Missiles in Flight, Global Stocks Soaring: Five Reasons Behind This Counterintuitive Rally
Analysts attribute this 'counterintuitive rally' to five key supports: expectations of diplomatic mediation signal that uncertainty has peaked; the ingrained mindset of 'buying the dip' offsets panic; strategic petroleum reserves effectively hedge energy shocks; nearly 80% of S&P 500 constituents have beaten earnings expectations, building a fundamental defense line; and the AI wave returns, with tech giants' robust computing power demand and earnings growth serving as the core engine hedging geopolitical risks
Nearly two months after the outbreak of the Iran conflict, global stocks have not only avoided collapse but surged counter-trend, steadily advancing toward historical highs. Behind this seemingly contradictory "counterintuitive rally," five structural forces are underpinning investor confidence.
From the United States to the Asia-Pacific region, a clear divergence has emerged between stock markets and geopolitical tensions. After the initial shock subsided, market focus shifted from the battlefield to earnings season—AI trading has regained vitality, emerging market stocks continue to attract capital inflows, and the dollar has largely erased its early gains from the conflict, indicating that investors are loosening their pricing for the worst-case scenario.
"The market may be applying a 'temporary' principle to a situation that will likely continue to unfold over an extended period," said Magdalena Polan, Head of Emerging Markets Macro Research at PGIM Fixed Income. "Investors remain focused on global liquidity and are interpreting fundamentals through an optimistic lens."

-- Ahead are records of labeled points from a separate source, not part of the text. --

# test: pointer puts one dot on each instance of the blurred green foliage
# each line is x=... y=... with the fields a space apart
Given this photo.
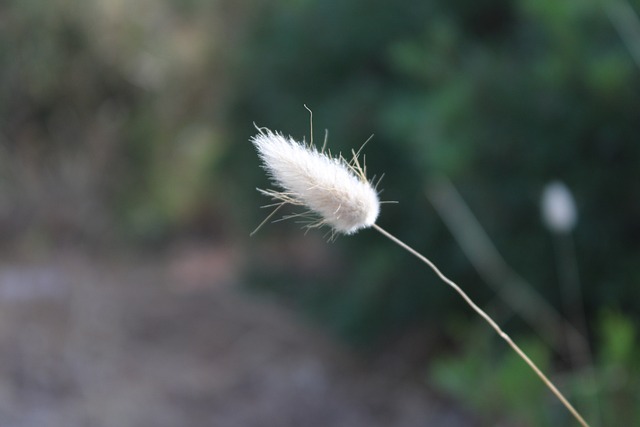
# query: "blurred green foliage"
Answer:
x=497 y=384
x=132 y=120
x=502 y=97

Below are the five reasons cited by media analysis for why global markets have maintained resilience amid geopolitical conflict.
Uncertainty Has Peaked
Analysts believe the market has fully priced in the worst-case scenario and believes there is a potential exit for the conflict. Both Washington and Tehran have kept negotiation channels open, and the issuance of extended ceasefire declarations has bolstered market confidence in a final agreement.
In other words, despite ongoing geopolitical tensions, more and more investors believe that diplomatic mediation—rather than total collapse—is the most probable outcome of this conflict.
The "Buy the Dip" Mindset Is Deeply Entrenched
A relentless stream of headlines and Trump's frequent policy shifts have caught many investors off guard. However, many cite the playbook from the early days of the Russia-Ukraine conflict in 2022—initial stock sell-offs, sharp rises in commodity prices, followed by a quick return to normalcy. Years of headline-driven volatility have deeply reinforced investors' reluctance to hold short positions long-term, making the "buy the dip" mentality firmly entrenched.
Strategic Reserves Build an Oil Buffer
Energy supply shocks triggered by the war have driven up oil and gasoline prices. However, except for acute shortages in some emerging countries, no widespread economic shutdown feared by the market has been triggered thus far. The release of record-sized strategic petroleum reserves, partial spare capacity from major oil-producing nations, and automatic contraction on the demand side have collectively played a buffering role.
Greg Calnon, Head of Global Public Market Investments at Goldman Sachs Asset Management, told Bloomberg Television that even with a prolonged blockade of the Strait of Hormuz, current market pricing still assumes that energy supply order will relatively quickly return to calm. However, if the disruption to the strait continues to spread, it could still evolve into more severe economic consequences.
Corporate Earnings Inject a Strong Stimulus into the Market
Robust performance has provided key support for this rebound. According to data compiled by Bloomberg, among S&P 500 constituents that have already reported Q1 results, nearly 80% of companies have beaten analysts' earnings expectations. Multiple brokerages have raised their full-year earnings growth forecasts, and analysts' overall assessment of fundamentals has also turned increasingly optimistic.
AI Trading Returns
Tech stocks are the primary engine behind this stock market rally, with solid AI demand allowing related companies to demonstrate strong resilience in earnings even amidst the war. SK Hynix reported a fivefold jump in quarterly profits last Thursday, and the South Korean memory chip giant reiterated its plans to increase capital expenditure. Previously, TSMC had raised its 2026 revenue outlook, while Samsung Electronics recorded an eightfold increase in quarterly profits.
Analysts point out that the upcoming earnings reports and spending plans of mega-scale cloud computing providers will be the key catalysts driving further stock market gains.